Students were treated to a tea ceremony
Cultural News, July 2007
Students at California State University, Northridge, experienced ryurei style tea by Neil Anstead in an outdoor ceremony.

Prof. Aki Hirota of California State University, Northridge, second from right, made herself a model of sitting on tatami-mat for students of Traditional Japanese Culture class.
Students taking the Traditional Japanese Culture class at California State University, Northridge, were treated to a tea ceremony at Master Soshin (Nobuko) Inuma’s tea house in West Hills May First.
They participated in an outdoor ryurei ceremony (in which chairs are used) using a misono-dana (garden table), a kind of table originally devised during the Meiji period to entertain Westerners not accustomed to sitting on the floor.
Then they were invited to a ceremony in a tatami-mat room. The theme for the day was Tango no Sekku (the Iris Festival), also called Boys’ Day, which is celebrated on the fifth day of the fifth month.
The host included in the decorations various items associated with the festival, such as iris flowers and carp streamers.
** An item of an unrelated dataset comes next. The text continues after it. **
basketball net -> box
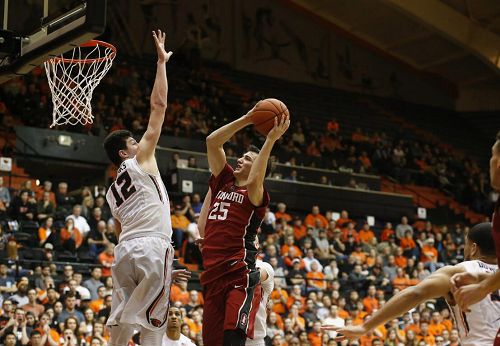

In preparation for the visit, the students had studied the history of tea ceremony and proper procedures for guests.
Afterward, students said they had thoroughly enjoyed this rare opportunity to have firsthand experience of a traditional Japanese art that has been handed down since the middle ages.
One student commented that he had never felt so calm in his life as when he was drinking his bowl of frothy powdered green tea in Inuma-sensei’s cha-shitsu.